Há um grande problema em tentarmos encontrar uma explicação para tudo o que vivemos: nessa tentativa de controle, o objetivo é o reasseguramento, mas por trás dele esconde-se o medo de experimentar. Na medida em que buscamos as famosas receitas de bolo nas diferentes fontes de acesso, também restringimos a nossa capacidade de tentar de forma particular e, através da experiência, descobrir uma resposta que construa significados próprios e que seja satisfatória para a continuidade das relações e da vida. E no processo de luto não é diferente. Muitas vezes, ficamos tão atordoados buscando como se comportar, o que falar, fazer e pensar, que bloqueamos a nossa própria forma de reagir frente às adversidades. Isso justifica a dificuldade que temos em nos autorizarmos a expressar as emoções, que são genuínas no ser humano. Pelo receio do julgamento, baseado em coisas tão fáceis, rápidas e prontas, nós acabamos ficando um tanto perdidos sobre como nos portarmos.

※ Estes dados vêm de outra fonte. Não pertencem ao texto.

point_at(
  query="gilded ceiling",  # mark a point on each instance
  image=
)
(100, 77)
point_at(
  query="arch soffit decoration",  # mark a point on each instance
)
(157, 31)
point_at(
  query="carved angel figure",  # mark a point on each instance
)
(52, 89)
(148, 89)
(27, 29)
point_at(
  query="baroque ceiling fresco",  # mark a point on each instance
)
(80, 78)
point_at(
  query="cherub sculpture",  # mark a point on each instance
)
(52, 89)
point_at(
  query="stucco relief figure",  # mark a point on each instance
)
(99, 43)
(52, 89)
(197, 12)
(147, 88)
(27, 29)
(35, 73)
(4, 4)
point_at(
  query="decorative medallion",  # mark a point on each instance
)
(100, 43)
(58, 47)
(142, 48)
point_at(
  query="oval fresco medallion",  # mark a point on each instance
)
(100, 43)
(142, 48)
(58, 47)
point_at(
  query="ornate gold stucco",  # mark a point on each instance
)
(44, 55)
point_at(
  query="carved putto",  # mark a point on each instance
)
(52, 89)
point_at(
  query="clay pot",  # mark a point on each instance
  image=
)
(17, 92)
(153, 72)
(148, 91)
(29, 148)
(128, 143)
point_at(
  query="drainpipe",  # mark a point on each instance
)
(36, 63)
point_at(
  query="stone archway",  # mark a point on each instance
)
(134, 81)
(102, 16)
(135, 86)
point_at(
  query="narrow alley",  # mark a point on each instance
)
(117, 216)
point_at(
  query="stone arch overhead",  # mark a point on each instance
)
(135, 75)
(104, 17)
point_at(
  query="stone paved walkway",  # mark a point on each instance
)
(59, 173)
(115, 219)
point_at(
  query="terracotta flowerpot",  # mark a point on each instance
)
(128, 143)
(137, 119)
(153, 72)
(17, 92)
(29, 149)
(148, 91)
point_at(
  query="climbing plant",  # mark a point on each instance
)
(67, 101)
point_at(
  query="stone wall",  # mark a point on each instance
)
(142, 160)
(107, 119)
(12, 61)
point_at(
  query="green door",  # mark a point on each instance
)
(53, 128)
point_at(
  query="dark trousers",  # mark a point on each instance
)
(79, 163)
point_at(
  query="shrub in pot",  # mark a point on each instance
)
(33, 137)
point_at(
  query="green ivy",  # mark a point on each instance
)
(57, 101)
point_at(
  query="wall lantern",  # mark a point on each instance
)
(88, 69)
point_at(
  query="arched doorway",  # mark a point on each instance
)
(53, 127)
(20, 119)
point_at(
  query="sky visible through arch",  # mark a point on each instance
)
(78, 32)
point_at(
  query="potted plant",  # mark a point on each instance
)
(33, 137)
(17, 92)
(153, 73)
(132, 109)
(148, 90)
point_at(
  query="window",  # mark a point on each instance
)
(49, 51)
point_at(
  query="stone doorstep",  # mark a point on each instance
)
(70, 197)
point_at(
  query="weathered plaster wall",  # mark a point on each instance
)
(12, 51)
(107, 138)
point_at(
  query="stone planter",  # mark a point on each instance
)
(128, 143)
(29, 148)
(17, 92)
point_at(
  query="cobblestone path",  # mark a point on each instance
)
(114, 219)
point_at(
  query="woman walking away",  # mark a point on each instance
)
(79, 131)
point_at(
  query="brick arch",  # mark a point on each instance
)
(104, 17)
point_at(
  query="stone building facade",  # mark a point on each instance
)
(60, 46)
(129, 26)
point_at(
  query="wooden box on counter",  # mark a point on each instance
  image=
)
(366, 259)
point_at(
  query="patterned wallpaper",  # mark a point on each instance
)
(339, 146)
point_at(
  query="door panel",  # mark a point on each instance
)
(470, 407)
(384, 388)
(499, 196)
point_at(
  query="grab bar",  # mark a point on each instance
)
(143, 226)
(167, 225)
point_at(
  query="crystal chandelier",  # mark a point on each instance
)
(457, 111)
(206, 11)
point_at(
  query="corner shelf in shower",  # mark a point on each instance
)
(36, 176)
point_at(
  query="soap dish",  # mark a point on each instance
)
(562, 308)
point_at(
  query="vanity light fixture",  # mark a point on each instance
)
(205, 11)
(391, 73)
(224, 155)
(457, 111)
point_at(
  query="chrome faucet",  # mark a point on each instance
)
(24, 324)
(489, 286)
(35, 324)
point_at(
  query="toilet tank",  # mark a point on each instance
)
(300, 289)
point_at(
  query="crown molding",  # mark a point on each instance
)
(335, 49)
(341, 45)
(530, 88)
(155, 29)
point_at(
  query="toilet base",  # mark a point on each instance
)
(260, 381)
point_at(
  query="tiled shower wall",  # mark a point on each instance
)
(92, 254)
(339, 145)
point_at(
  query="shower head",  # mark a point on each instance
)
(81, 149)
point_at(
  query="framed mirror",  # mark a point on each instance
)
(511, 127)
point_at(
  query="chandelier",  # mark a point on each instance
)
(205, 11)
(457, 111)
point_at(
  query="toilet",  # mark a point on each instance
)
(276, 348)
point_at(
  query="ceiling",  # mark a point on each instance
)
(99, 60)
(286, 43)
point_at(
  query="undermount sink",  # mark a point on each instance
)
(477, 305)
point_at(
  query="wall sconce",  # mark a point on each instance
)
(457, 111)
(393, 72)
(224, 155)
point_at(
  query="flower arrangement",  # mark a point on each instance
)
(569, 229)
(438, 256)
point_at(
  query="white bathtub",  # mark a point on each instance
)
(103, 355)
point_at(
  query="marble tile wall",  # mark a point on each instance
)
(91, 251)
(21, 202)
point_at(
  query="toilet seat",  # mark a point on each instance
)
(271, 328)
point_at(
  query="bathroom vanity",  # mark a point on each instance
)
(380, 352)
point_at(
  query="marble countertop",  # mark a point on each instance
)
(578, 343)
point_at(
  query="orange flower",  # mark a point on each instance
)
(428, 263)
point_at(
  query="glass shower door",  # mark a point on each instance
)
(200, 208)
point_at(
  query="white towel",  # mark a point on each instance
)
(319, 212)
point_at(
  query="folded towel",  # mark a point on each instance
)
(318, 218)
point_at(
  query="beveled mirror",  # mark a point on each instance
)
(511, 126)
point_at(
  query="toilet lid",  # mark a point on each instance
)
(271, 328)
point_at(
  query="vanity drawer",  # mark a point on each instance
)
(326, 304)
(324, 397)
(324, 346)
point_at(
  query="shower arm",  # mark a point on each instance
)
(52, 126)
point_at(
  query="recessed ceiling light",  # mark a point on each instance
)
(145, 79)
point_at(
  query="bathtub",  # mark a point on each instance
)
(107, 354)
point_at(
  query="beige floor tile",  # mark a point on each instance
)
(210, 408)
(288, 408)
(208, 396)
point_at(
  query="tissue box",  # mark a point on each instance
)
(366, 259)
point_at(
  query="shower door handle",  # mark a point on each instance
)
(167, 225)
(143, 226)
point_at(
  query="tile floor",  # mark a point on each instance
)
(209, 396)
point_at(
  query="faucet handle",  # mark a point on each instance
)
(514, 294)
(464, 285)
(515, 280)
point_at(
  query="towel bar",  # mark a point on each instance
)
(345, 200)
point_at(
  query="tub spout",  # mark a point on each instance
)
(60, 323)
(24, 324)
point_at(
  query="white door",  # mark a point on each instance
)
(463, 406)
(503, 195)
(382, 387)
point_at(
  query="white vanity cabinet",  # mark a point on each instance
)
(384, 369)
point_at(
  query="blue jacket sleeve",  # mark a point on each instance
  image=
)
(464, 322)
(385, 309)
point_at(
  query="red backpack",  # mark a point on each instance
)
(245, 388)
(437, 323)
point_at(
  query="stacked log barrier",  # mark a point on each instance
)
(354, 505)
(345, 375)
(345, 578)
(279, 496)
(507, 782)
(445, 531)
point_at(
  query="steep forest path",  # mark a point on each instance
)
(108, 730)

O convite para pensarmos em como agimos diante de grandes situações de crise na vida, como a perda de uma pessoa amada, por exemplo, que nos convoca a entrarmos em contato com nós mesmos, já constitui o primeiro passo para que possamos modificar e reconstruir formas de pensar e agir. Antes de grandes transformações por fora, é preciso reatribuir significados na nossa parte de dentro. A apropriação do sentir é o que nos liberta para ser o que se é e também fornece um lugar especial para os nossos sentimentos mais verdadeiros. O lugar que nós temos também fala de um lugar que temos para todos aqueles que amamos e que permanecem para sempre junto de nós.